7 Walkers’ Papa Mali Talks the Walk

BR: “Evangeline” is just plain lovely. I don’t know if you got inside of that one or if Hunter got inside of you

PM: One of the two, man, one of the two … I know Hunter was really touched when he heard what we did with that song – just like I was when I first read the lyrics; I immediately connected with it.

Hunter had lines like, “Plain to her as street signs posted in the trees.” There are places in Louisiana where they put the street signs in the trees and I don’t think anybody who’s never been there could possibly know that, you know? It’s things like that that touched me … Hunter’s not just a great poet and lyricist – he pays attention to the little details that seep into our subconsciousness. I’d never even thought about the street signs until I read him describing them.

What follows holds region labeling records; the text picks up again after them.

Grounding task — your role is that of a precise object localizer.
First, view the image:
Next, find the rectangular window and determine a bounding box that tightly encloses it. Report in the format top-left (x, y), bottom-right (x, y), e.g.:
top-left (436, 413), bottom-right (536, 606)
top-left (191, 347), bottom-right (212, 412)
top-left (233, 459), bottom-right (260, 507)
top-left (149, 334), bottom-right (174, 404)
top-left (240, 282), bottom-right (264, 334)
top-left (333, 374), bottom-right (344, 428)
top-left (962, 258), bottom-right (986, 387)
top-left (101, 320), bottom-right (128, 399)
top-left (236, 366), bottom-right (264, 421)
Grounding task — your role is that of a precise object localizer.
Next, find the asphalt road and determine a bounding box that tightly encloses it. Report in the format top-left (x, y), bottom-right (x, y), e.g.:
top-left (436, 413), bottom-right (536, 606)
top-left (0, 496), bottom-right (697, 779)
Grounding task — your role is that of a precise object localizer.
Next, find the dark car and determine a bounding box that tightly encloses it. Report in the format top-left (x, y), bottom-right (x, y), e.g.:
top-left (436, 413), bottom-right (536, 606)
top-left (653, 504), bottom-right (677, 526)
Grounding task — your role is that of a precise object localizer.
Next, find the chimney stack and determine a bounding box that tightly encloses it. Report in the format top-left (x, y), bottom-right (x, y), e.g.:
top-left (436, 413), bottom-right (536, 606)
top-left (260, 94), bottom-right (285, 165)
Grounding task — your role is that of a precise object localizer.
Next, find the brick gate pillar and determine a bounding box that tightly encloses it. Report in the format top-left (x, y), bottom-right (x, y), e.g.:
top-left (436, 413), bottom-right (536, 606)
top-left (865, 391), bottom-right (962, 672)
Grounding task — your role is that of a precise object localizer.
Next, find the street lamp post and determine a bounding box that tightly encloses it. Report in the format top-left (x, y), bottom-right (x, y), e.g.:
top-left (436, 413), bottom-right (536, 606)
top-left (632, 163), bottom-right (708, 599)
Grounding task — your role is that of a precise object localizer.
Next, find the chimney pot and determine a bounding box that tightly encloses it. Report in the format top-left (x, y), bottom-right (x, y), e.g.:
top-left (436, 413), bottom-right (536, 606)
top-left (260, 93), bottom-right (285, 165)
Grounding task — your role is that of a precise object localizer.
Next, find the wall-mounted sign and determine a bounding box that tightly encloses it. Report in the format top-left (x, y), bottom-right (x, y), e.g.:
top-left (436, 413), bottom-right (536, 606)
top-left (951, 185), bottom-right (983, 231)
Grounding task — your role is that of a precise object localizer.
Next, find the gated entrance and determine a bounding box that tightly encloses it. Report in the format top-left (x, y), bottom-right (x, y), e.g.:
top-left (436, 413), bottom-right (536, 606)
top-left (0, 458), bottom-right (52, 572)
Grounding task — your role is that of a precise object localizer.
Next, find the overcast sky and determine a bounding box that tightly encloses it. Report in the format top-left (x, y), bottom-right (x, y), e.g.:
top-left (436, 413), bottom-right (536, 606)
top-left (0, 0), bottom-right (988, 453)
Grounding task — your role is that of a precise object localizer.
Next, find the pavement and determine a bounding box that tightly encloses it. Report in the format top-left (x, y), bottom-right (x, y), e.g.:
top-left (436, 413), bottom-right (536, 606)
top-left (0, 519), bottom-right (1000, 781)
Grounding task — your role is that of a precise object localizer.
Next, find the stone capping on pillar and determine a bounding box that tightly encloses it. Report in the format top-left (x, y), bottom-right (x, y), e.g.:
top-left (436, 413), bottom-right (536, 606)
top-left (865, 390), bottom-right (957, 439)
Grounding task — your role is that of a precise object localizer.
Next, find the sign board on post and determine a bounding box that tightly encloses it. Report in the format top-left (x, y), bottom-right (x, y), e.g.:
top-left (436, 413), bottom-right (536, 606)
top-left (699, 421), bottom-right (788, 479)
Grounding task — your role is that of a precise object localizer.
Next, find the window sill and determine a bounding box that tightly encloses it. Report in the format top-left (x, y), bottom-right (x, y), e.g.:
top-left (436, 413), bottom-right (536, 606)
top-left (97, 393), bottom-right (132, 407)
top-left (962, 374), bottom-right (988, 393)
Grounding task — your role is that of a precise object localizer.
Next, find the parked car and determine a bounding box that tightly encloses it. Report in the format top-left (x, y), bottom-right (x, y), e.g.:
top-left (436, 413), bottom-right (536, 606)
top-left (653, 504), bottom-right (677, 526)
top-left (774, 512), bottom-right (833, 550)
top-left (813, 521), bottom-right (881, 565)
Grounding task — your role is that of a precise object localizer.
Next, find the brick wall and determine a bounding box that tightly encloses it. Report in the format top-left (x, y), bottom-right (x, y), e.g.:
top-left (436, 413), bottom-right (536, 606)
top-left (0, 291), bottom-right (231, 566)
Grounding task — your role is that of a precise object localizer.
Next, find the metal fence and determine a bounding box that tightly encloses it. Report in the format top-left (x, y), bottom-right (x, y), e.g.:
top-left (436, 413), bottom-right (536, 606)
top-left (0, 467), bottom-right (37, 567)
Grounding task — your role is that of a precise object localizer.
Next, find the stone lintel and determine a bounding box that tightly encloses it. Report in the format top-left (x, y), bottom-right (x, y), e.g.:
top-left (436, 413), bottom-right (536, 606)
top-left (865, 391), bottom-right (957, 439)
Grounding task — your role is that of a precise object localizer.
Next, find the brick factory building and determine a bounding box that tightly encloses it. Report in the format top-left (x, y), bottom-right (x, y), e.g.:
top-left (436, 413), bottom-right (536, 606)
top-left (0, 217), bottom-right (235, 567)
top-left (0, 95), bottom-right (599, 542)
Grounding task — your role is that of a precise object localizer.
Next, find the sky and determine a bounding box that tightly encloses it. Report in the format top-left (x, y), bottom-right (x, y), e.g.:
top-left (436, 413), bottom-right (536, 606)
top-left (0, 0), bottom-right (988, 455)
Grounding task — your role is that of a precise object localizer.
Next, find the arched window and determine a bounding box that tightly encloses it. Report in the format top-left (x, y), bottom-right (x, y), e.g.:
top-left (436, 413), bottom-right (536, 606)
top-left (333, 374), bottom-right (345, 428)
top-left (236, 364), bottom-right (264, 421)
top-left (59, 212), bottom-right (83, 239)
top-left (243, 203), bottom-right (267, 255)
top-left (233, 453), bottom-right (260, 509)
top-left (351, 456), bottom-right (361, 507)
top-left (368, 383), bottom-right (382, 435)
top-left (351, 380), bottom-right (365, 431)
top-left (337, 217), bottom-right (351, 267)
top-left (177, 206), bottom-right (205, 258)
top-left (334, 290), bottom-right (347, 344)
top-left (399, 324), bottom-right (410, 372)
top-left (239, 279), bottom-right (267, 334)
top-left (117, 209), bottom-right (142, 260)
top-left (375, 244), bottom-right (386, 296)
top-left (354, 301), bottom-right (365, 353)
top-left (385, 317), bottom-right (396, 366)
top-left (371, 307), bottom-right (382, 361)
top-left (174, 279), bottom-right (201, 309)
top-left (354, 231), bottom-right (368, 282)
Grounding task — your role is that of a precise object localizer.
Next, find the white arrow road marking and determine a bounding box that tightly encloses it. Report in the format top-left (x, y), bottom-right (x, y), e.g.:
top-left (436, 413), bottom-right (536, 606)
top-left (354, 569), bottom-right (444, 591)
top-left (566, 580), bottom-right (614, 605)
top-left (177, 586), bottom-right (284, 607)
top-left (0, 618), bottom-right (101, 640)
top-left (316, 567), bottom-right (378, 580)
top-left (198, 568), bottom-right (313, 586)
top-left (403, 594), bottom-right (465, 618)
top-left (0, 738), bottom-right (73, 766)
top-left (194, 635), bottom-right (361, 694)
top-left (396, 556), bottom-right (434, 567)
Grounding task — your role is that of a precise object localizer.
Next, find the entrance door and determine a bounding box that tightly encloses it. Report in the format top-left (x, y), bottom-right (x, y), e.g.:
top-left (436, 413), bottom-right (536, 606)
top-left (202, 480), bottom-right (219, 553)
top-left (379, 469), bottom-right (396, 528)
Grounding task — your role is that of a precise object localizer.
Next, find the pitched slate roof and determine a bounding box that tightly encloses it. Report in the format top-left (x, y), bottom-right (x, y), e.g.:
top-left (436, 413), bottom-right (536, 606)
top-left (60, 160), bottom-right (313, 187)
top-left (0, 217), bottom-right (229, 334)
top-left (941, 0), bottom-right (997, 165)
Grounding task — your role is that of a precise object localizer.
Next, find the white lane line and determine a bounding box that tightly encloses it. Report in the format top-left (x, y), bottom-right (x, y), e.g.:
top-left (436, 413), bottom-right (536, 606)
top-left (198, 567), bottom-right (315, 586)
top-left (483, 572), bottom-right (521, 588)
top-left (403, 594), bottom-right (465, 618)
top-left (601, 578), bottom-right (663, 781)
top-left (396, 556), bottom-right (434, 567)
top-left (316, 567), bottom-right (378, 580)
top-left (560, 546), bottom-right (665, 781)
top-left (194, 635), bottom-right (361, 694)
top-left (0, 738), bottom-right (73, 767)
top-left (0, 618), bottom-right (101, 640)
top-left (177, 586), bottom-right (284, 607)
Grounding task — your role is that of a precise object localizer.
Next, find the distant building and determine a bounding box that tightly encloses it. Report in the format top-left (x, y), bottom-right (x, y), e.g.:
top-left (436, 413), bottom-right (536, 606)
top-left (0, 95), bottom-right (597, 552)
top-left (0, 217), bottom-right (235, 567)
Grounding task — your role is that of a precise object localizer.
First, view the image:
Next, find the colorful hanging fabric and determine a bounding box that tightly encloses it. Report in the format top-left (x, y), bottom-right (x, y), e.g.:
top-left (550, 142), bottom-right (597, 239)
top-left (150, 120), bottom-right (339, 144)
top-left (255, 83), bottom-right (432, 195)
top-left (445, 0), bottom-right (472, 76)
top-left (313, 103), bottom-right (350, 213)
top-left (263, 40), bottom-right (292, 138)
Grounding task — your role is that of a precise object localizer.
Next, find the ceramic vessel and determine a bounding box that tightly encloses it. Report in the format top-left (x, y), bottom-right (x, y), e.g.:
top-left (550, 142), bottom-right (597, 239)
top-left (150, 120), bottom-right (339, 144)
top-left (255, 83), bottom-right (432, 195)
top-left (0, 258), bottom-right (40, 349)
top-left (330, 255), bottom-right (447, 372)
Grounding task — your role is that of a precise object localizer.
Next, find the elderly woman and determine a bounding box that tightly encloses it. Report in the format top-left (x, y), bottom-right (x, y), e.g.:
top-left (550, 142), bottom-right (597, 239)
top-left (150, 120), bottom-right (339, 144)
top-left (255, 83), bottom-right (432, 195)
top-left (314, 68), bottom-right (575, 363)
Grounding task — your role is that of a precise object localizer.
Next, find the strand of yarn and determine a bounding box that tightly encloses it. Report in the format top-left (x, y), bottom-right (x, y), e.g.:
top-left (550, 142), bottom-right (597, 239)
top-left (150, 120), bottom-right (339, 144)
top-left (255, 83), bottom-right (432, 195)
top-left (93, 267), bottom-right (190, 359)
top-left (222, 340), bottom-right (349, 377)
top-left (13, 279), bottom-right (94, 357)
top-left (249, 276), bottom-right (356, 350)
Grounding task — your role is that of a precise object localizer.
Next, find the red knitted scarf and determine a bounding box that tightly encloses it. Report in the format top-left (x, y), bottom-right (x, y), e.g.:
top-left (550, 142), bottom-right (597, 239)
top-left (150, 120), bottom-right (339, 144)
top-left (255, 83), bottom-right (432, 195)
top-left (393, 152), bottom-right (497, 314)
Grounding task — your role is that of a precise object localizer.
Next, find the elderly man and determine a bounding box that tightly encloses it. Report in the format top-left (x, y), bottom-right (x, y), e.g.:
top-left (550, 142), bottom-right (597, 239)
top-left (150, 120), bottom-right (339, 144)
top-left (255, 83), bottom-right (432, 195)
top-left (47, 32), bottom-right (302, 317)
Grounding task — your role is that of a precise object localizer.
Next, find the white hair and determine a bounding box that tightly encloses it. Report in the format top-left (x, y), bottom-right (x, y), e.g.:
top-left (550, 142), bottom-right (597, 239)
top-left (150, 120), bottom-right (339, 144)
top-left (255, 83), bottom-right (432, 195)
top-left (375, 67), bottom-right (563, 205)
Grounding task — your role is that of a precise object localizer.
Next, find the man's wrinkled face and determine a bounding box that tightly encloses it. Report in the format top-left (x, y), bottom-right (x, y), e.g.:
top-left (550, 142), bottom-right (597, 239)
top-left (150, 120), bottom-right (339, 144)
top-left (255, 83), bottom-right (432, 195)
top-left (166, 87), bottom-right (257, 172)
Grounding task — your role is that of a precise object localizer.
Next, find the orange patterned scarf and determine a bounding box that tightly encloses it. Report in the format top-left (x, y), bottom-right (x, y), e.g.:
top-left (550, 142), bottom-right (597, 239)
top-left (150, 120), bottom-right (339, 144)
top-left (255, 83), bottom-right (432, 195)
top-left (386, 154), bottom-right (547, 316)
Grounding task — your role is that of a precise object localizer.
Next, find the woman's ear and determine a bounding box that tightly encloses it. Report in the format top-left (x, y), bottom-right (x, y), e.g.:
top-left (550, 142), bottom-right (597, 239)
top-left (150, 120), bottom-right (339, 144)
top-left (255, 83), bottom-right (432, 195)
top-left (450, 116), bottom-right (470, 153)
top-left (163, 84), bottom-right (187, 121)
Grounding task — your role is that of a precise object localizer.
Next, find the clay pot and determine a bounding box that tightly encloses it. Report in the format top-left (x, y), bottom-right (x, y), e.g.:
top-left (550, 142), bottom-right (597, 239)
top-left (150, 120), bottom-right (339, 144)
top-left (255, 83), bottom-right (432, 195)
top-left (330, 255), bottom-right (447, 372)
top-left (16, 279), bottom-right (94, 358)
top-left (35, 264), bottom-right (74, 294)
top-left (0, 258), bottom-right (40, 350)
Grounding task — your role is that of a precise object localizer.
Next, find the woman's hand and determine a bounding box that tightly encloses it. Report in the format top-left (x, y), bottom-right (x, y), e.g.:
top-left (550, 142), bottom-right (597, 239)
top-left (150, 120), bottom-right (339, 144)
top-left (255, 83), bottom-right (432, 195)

BR: Another thing that struck me about “Evangeline” the first time through was Bill – just his cymbal work on that tune would be a great study for any aspiring drummer.

PM: Billy is one of the most amazing drummers I have ever experienced. I mean, I knew that before I met him, but it’s different when you play with somebody. I had to almost re-approach my own playing when I started playing with him, because he liberates you; his playing is so perfect, yet his style is so free that it really makes you play more freely … it’s a beautiful thing.

I think that Billy really brought jazz drumming into the rock world, you know? I mean, guys like Mitch Mitchell did it, too, but Billy really did it better. You can hear people like Elvin Jones in his playing – it’s really amazing.

BR: I had to laugh when I first heard “Hey Bo Diddle”, thinking about how many times Billy and the Dead jammed their way into and out of “Not Fade Away”. But you guys took that Bo Diddley-style beat and found a totally different path to travel with it.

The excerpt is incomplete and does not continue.